Type/Format: 100% Online
Professor: John Conahan, conahan@kutztown.edu
SWK - 130 CDCT 810 - Poverty and Social Welfare
Course Description: This course defines poverty and examines groups in poverty in the United States. It traces poverty in America from a historical perspective, reviews major social welfare programs designed to respond to poverty and examines their effectiveness. Special populations and groups at risk encountered by social workers in practice will be examined with emphasis on viewing individual, family, and community functioning from a person-in-environment perspective. Major oppressive institutions and their effects on people in poverty are examined. Social work methods for social change to prevent, alleviate and resolve poverty are introduced. PREREQUISITE: None.
Type/Format: 100% Online
Professor: John Vafeas, vafeas@kutztown.edu
SWK - 160 CD 810 - Human Behavior and Social Environment
Course Description: This course teaches students to evaluate and apply biological, psychological, and social theories to client's situation with a particular emphasis on the examination of the effects of the interplay of biological, psychological, social, economical and cultural elements of the social environment on human functioning.

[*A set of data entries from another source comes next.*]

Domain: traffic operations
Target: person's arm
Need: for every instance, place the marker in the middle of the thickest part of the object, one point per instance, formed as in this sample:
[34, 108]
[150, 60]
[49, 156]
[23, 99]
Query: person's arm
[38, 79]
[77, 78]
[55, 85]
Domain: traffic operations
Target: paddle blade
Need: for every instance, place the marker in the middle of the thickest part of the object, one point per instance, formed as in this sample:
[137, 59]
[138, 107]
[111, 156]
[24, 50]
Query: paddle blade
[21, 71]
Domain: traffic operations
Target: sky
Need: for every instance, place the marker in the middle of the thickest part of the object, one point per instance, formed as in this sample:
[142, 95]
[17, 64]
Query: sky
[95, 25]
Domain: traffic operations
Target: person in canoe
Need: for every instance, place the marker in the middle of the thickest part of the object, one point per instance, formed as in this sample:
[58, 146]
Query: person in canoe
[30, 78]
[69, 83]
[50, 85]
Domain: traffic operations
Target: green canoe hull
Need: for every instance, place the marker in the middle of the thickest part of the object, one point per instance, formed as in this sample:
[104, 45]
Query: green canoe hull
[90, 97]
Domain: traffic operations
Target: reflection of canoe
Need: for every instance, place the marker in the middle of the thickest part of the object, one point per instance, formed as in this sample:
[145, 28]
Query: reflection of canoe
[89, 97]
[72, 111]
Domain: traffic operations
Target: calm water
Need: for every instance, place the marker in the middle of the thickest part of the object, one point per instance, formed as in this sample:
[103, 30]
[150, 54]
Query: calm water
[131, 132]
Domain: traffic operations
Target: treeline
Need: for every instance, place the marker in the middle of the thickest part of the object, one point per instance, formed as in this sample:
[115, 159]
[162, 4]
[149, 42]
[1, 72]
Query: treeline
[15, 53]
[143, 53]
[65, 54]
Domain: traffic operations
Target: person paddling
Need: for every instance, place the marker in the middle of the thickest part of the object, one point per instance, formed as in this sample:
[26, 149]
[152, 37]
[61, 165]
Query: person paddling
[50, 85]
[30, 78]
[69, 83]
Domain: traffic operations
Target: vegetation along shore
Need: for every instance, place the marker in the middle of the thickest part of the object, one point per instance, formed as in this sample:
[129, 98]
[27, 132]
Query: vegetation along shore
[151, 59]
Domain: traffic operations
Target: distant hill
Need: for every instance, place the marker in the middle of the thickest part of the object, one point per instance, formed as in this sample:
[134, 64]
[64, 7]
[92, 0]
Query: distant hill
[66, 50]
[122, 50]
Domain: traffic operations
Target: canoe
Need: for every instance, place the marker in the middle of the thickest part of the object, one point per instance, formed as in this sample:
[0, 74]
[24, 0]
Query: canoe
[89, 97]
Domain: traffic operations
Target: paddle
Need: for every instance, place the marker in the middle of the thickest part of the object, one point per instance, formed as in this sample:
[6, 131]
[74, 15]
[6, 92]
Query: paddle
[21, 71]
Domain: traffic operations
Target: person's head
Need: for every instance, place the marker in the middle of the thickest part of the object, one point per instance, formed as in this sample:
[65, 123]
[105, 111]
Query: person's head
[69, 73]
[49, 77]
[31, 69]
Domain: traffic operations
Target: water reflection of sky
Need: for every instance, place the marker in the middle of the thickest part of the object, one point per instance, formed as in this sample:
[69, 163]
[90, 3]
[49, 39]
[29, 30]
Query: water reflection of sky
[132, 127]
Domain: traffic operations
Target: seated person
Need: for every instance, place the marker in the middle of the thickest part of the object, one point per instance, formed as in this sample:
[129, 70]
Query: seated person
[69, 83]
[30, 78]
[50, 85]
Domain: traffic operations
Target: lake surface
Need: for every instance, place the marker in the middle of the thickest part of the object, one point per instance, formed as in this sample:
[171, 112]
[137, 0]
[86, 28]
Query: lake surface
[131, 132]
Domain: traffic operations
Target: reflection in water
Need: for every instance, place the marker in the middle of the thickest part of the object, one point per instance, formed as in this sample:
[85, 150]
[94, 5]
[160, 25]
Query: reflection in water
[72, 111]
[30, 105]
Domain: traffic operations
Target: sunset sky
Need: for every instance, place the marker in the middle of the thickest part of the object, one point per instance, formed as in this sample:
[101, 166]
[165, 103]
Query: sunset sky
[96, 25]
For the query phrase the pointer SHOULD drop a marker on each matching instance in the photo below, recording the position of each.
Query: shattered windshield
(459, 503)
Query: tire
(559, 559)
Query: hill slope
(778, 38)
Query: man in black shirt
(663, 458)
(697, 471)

The impact of social and economic forces on the individual's behavior are presented. Systems promoting or deterring people in the attainment and maintenance of optimal health and well-being are explored with particular attention on the effects of these systems on ethnic and racial minorities, sexual minorities, women, and persons with disability. Required of all social work majors.
Type/Format: 100% Online
Professor: Varshe Pandya, pandya@kutztown.edu
WGS - 45 810 - Women in Mathematics
Course Description: This course examines women and minorities who have made significant contributions to the field of mathematics. Both their lives and their work will be explored as well as gender and multicultural issues surrounding their endeavors. Furthermore, mathematical topics related to their contributions will be discussed.
Type/Format: 100% Online
Professor: Lyn McQuaid, mcquaid@kutztown.edu
WRI - 270 WICT 810 - Writing for the Workplace
Course Description: Theory of and practice in written business communication. Letters and memoranda, reports, and a research paper are required. Models and case studies are used extensively.
Type/Format: 100% Online
Professor: William Prystauk, prystauk@kutztown.edu
WRI - 280 WI 810 - Creative Writing: Exploring Forms
Course Description: This course explores the various forms of creative writing through practical examination of the writing process, writing practice in multiple genres, and experiments in the transformations of familiar forms. While the course is useful particularly to creative writers, it is also designed to develop and sharpen academic or professional writing through creative practice. The course will be modeled as an apprentice workshop. In addition to writing, students will read poetry, fiction, non-fiction, and drama.